Pinderhughes and Bennett began the day at the Upper School’s Monday Morning Meeting where the two engaged in conversation about the power and joy of music, the need to be “radically present” and vulnerable, and the importance of collaboration. Pinderhughes, who recently collaborated with Bennett on an upcoming album combining jazz and poetry, noted that singing makes a human being immediately vulnerable, which is also part of what makes it so special.
“I’ve never received more joy in life than by singing with other people,” said Pinderhughes, a native of the Bay Area in California. “It’s the purest example of community. Harmony means you have to listen to one another.”

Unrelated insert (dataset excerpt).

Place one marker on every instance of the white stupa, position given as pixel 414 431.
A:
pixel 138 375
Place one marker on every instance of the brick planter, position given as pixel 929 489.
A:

Pinderhughes also performed some of his own songs during the assembly, including “Hold That Weight,” “Process,” “Kingly,” and “Holding Cell.” In “Process,” the lyrics are vivid yet haunting — Tell me / How do you name those secrets / That you never say out loud? / And why does the body see these demons, But keep me from calling out? The song “Holding Cell” is a commentary on the prison system in America and speaks to Pinderhughes’ role as an activist for prison reform. He created The Healing Project, a multimedia effort where Pinderhughes interviewed more than a 100 people to understand how they’ve found healing from what the artist calls “structural violence” in its various forms.
“There are so many ways that people are healing themselves and their community,” he said.
Pinderhughes and Bennett followed the morning assembly with a “Deeper Dive Session” later in the day. Students from Jazz Combo, Law & Society, and Global Scholars classes asked questions and heard candid answers in a more relaxed setting. There, Bennett echoed Pinderhughes’ call to walk that line between authentic confidence and a brash cockiness that is in many ways a false face. The accomplished poet and professor told students that at one point in his life, an all-or-nothing approach led him to believe that if he wasn’t the star, then he was somehow failing. Luckily, Bennett said, that worldview is no longer the case for him.
“It’s an adventure,” he said of the artist’s life. “Build little victories for yourself every day.”
Thayer Academy’s Scholar-in-Residence Program was created to “bring the world to Thayer,” part of efforts to develop curricula and training around critical communication and leadership skills that students need to navigate a changing global landscape.